Back when I debated in college, we referred to this thing called the “Skeletor fallacy.” For anyone who wasn’t a little boy in the 1980s, Skeletor was He-Man’s arch-nemesis, and the personification of evil. In fact, Skeletor’s whole deal was that he was evil. Skeletor did not think he was a good guy.

via GIPHY

While this made him the perfect comic book foil, he was obviously an unrealistic villain. (Besides, you know, all the glowing skull stuff.) In reality, almost no bad guys think they’re the bad guys. Everyone thinks they’re a good person in an imperfect system grappling with forces beyond their control. No one thinks they’re Skeletor.

Consider any of the most important far-reaching criminal conspiracies in recent history: Enron, for example, or Lehman Brothers, the mob, the Trump administration. Each one involved literally thousands of people making tens of thousands of small decisions that ultimately amounted to some great evil being done that directly injured millions. How does that happen? It’s not as if thousands of people shrugged their shoulders, looked at each other and said: “Let’s do crime!”

For most, rather, the path to ethical perfidy is not a sudden, conscious choice. Rather, it’s gradual, and paved with small compromises made along the way. Once you take one step, it’s easier to take a second, third, fifth, fifteenth and five hundredth. What makes this doubly difficult is that compromises are unavoidable. Life is nothing but a series of negotiations of hard choices that only become more important and difficult as you go on. Add family, a career, financial obligations, sickness and health, cultural expectations and more to the mix, and “doing the right thing” can become a fuzzier and fuzzier target. For people in positions of power, the moral responsibility of “the greater good” can make this an even more challenging proposition.

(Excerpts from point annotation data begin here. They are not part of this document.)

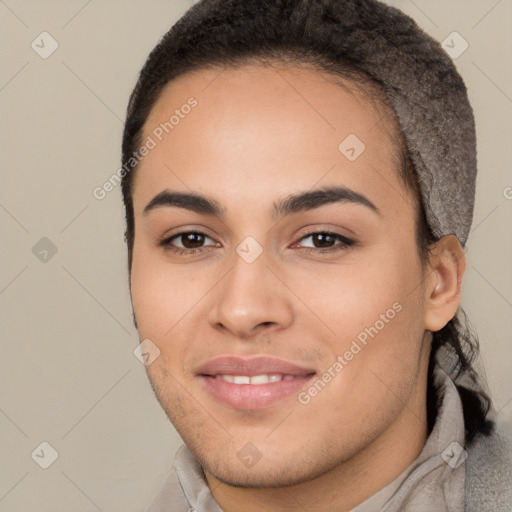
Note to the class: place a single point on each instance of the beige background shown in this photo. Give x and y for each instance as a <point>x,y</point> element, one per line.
<point>68,373</point>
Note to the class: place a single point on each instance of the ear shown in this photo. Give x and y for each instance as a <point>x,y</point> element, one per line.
<point>444,282</point>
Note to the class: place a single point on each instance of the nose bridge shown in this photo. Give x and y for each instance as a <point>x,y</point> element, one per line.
<point>250,294</point>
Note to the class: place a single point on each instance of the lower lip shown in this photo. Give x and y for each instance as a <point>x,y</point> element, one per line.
<point>253,396</point>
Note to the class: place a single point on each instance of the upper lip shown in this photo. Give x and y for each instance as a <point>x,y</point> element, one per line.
<point>250,366</point>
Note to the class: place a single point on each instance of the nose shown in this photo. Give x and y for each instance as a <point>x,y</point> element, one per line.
<point>251,300</point>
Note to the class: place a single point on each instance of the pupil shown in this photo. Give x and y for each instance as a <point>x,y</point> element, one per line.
<point>189,238</point>
<point>323,237</point>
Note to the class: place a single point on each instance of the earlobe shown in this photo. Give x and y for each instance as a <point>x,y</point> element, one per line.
<point>444,283</point>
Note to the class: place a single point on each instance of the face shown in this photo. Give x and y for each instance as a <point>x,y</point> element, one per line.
<point>290,331</point>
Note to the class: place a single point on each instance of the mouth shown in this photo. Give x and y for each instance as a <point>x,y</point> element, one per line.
<point>252,383</point>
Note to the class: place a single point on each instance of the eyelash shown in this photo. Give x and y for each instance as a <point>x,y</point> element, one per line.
<point>344,245</point>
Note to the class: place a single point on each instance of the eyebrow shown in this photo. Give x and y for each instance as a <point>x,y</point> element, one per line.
<point>300,202</point>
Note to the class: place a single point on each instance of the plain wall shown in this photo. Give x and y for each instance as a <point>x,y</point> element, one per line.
<point>68,373</point>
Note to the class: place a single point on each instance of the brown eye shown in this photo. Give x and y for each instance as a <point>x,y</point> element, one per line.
<point>327,241</point>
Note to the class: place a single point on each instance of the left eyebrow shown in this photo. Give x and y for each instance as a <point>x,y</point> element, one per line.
<point>292,204</point>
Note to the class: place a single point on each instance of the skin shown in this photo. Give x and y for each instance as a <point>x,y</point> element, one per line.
<point>258,135</point>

Which is why you need a moral framework.

I like to think that my ethical track record is a good one – which is to say, as imperfect as anyone else’s. I’ve been very fortunate enough, particularly professionally, to not have been forced into any really high-stakes ethical quandaries thus far. But I suspect I will be eventually, and I’ve certainly seen friends and colleagues in the tech industry in them before. The way I personally prepare is to recognize that while life is one big gray area, the way you creep into chaos is usually by gradually moving yourself there, not by jumping in one leap. Guarding against that requires the courage to stick your neck out sometimes. If more people had done that, sooner, at some of those organizations above, the world would be a lot better for it.